Dès les premiers plans, Pier-Philippe Chevigny nous plonge dans la marche forcée de l’usine à l’aide d’une mise en scène immersive et sensorielle. La caméra située près des corps scrute par le gros plan les gestes et les visages des personnages. Grâce à ses mouvements inspirés de la spontanéité du documentaire, la caméra donne l’impression de continuellement s’adapter aux situations. Il n’est pas rare qu’une scène commencée de dos évolue vers un face-à-face, avant de finalement isoler un des protagonistes dans le plan. Par la rigueur et l’évolution de ces cadrages, le film développe subtilement la relation de plus en plus antagoniste que les personnages entretiennent entre eux et leurs environnements. Amplifiée par le format d’image carré, la mise en scène asphyxie les plans, réduisant au minimum l’espace donné à l’extérieur. Cette ambiance inhospitalière s’appuie également sur des choix visuels audacieux inspirés ouvertement des codes du thriller, voire de l’horreur dans une scène d’hôpital glaçante. Inhabituelles pour un drame social, ces références au cinéma de genre nous font ressentir de façon viscérale la violence des conditions de travail.

Patron devant des travailleurs Homme à casquette et femme se font face

Richelieu ne se limite cependant pas à la charge émotionnelle que de telles situations d’injustice peuvent provoquer. Le film essaye aussi de souligner les raisons structurelles qui permettent à ces violences d’exister : la région a besoin des emplois, soumise au bon vouloir de financiers étrangers, qui cherchent sans cesse à diminuer les coûts de production au moyen de programmes gouvernementaux permettant de faire venir des travailleurs eux aussi étrangers. À ce compte-rendu déjà perspicace, le film, dans un souci de saisir les évènements dans toute leur complexité, superpose aux aspects systémiques les multiples réalités individuelles. Ariane est criblée de dettes et ne peut pas perdre son emploi, tout comme les ouvriers guatémaltèques qui doivent rembourser leurs inscriptions dans le programme. De son côté, Stéphane est constamment harcelé et menacé par le propriétaire français. Plus encore, malgré son comportement violent, il reste apprécié d’une partie des employés québécois, car il a su éviter la fermeture de l’usine. Si de tels développements narratifs permettent de préciser notre point de vue, ils nous donnent toutefois trop souvent l’impression que les dérives observées dans le film relèvent essentiellement d’un concours de circonstances. D’un côté, Chevigny esquive habilement une charge militante simpliste en ne désignant aucune cible unique.
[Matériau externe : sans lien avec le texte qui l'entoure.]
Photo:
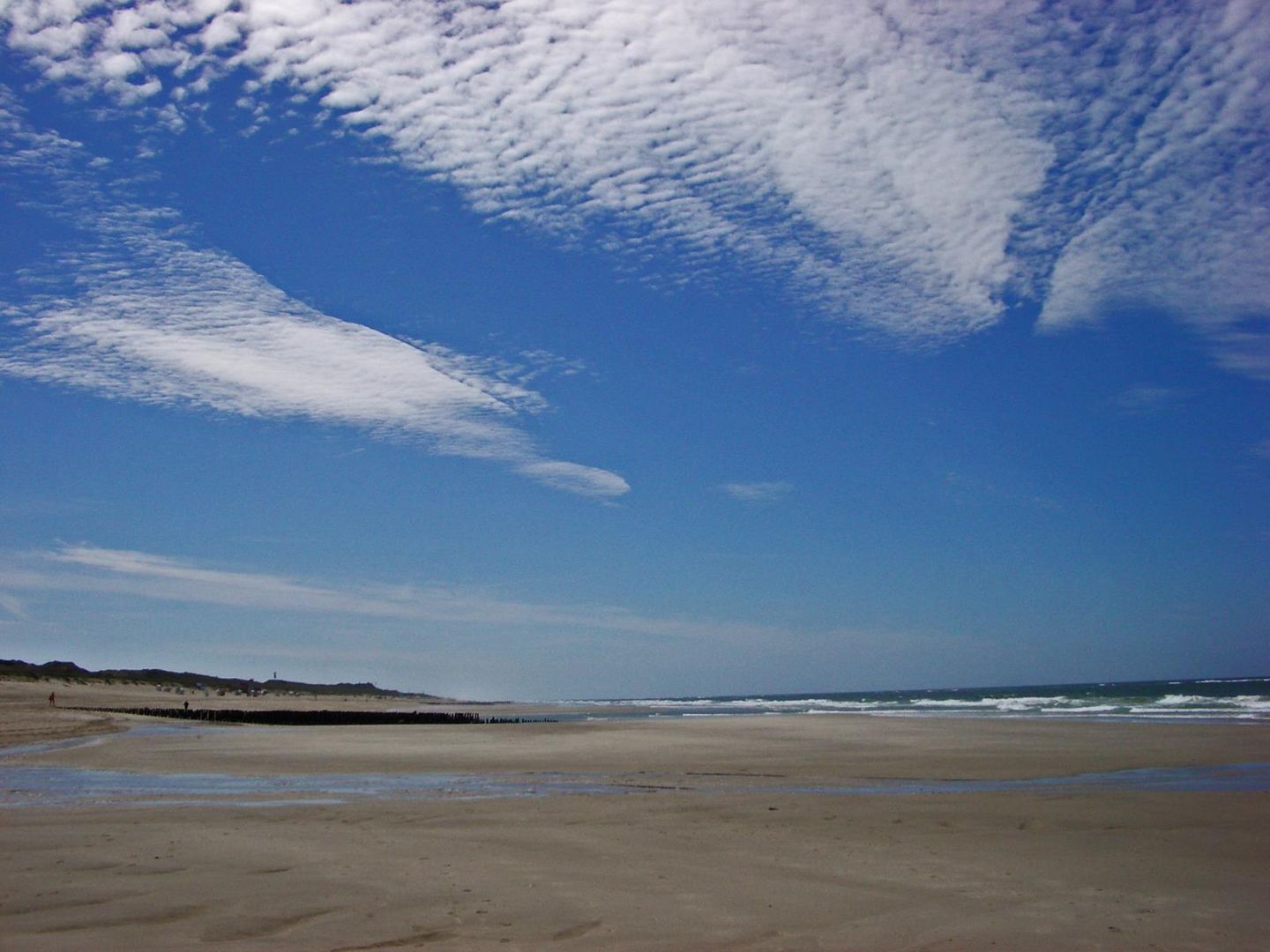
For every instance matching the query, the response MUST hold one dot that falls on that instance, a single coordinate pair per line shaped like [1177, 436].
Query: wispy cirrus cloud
[153, 317]
[908, 167]
[1147, 398]
[90, 569]
[757, 492]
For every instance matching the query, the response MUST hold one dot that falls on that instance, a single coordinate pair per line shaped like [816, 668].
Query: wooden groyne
[285, 718]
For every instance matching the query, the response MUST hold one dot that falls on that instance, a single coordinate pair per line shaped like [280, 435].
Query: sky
[637, 348]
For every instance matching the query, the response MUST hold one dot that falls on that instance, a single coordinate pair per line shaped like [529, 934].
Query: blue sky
[608, 349]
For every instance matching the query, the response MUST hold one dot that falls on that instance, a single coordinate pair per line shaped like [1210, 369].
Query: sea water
[1209, 698]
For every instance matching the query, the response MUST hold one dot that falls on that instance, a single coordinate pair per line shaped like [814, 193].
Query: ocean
[1208, 698]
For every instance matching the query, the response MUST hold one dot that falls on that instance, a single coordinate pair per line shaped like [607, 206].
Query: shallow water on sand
[65, 786]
Mais de l’autre, il prend le risque, en donnant plus d’importance aux déterminations individuelles qu’aux effets structurels, de transformer la puissance politique de son film en exercice moral.

Lorsqu’il s’agit de résoudre certains conflits, que ce soit un licenciement abusif ou une maltraitance physique, la seule solution évoquée par les personnages du film demeure ainsi le recours au système déjà en place, à savoir le syndicat ou l’État. Le refus des ouvriers de s’engager dans ces démarches lourdes et contraignantes apparaît alors comme un des nœuds du problème. Ariane le dit d’ailleurs à l’un des travailleurs : porter plainte empêcherait Stéphane de recommencer. En affirmant cela, le film s’enferme dans une perspective désignant comme seul responsable un agent du système et non la structure dans son entier. Une finalité d’autant plus troublante que le film avait très justement souligné dans une scène antérieure le dysfonctionnement de l’organisation politique du travail en dénonçant l’absence de prise en charge des travailleurs immigrés par le syndicat.

 En faisant du comportement de Stéphane un simple épiphénomène et non le symptôme d’une organisation socioéconomique malade, le film tend à traiter son sujet comme un fait divers. Si Richelieu brille dans ses meilleurs moments par sa mise en scène inspirée, il manque de hauteur dans sa conclusion et réduit malheureusement, par une approche microscopique, l’envergure politique qu’il semblait vouloir dessiner.